While there are many ways to do a potency test, the one commonly used includes reflexes and measurement of the male genitalia based on which the authorities form their opinion that the examined individual is physically not incapable of sexual intercourse. If necessary, the hormonal assay, injecting chemicals to produce erection, and colour doppler studies are done.

“The aftermath of elopements and the legal turn it takes often leave a deep impression on these young minds. We need a normal, acceptable way of dealing with these cases as falling in love and growing up is a part of adolescence, and we need to find ways to address this and educate our children better,” said Girija Kumarababu, former general secretary, ICCW, Tamil Nadu, and a former member of the Juvenile Justice Board.

Naveen, 17, landed in trouble after a prank video went viral, showing him tying a ‘thali’ to his girlfriend, also a minor. Their families had already agreed to their getting married once the girl turned 18. What ensued was a case filed against him under the POCSO Act and the girl carted off to a government home. The apprehension of an investigation led to his running away. Two youngsters who were immaturely trying to prove their ability to make decisions ended up being charged under the law.

‘No middle ground’ 

Sannuthi Suresh, a psychologist, said the law seemed to view adolescents as either asexual and hence, victims, or exploitative and hence, sex offenders. “There is no middle ground here.”

Ms. Reddy, too, said that when any sexual activity by an individual below 18 years is considered a crime by law, this could lead to very warped views of sexuality and intimacy in the long run. “If comprehensive sexuality education and safe sex practices are made accessible for young people, we would also be seeing fewer teenage pregnancies,” she said.

The spotlight is now on how to go forward and educate adolescents on their bodily autonomy, rights and safe practices that include contraception. Ms. Sannuthi pointed out that there is a moral panic around the sexuality of young people, and said most parents and educators tend to prefer protection to informing and enabling conversations with their teens about this. “The onus is on the community as a whole, from parents to educators, everyone needs to be on this. Ideally, there should be more avenues for adolescents to access authoritative information — that is evidence-based and age-appropriate,” Ms. Sannuthi explained.

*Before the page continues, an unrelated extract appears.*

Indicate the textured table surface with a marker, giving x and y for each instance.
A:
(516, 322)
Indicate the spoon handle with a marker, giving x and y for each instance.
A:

Law and relevance of potency test for child in conflict with law
Contrary to the earlier law, besides penile penetration, penetration by finger, other body parts or by objects into genital orifices is also included in the definition of penetrative sexual assault in the POCSO Act. Furthermore, penetration of penis, not necessarily erect, to any extent into genital orifices or mouth also constitutes a penetrative sexual assault. Also, Section 53 A of the Cr.PC, which specifically deals with the medical examination of a person accused of rape, does not insist on a potency examination.

With a lack of conversation about this as well as fewer avenues for them to explore their changing selves during adolescence, many turn to pornography which in no way is accurate, she added.

“Teens should instead be given information to the extent that they care to know and this has to be a long-term effort, as a part of their regular ecosystem of knowledge,” she added.

Asra Garg, Inspector-General of Police, South Zone, said that while the POCSO Act is to be implemented in letter and spirit and all necessary legal processes need to be completed, the police and other stakeholders looking at it on a case-by-case basis and adopting a humane approach towards dealing with non-exploitative cases would go a long way.

The south zone has taken several initiatives for the better implementation of the Act, he said. “While we emphasise the need to ensure all legal formalities are to be carried out as mandated, a humane approach will ensure that there are no long-term repercussions for teens involved.”

(*All names of minors have been changed to protect identity.)

(Those in distress or having suicidal tendencies could seek help and counselling by calling the State’s health helpline 104 or Chennai-based Sneha’s suicide prevention helpline 044-24640050.)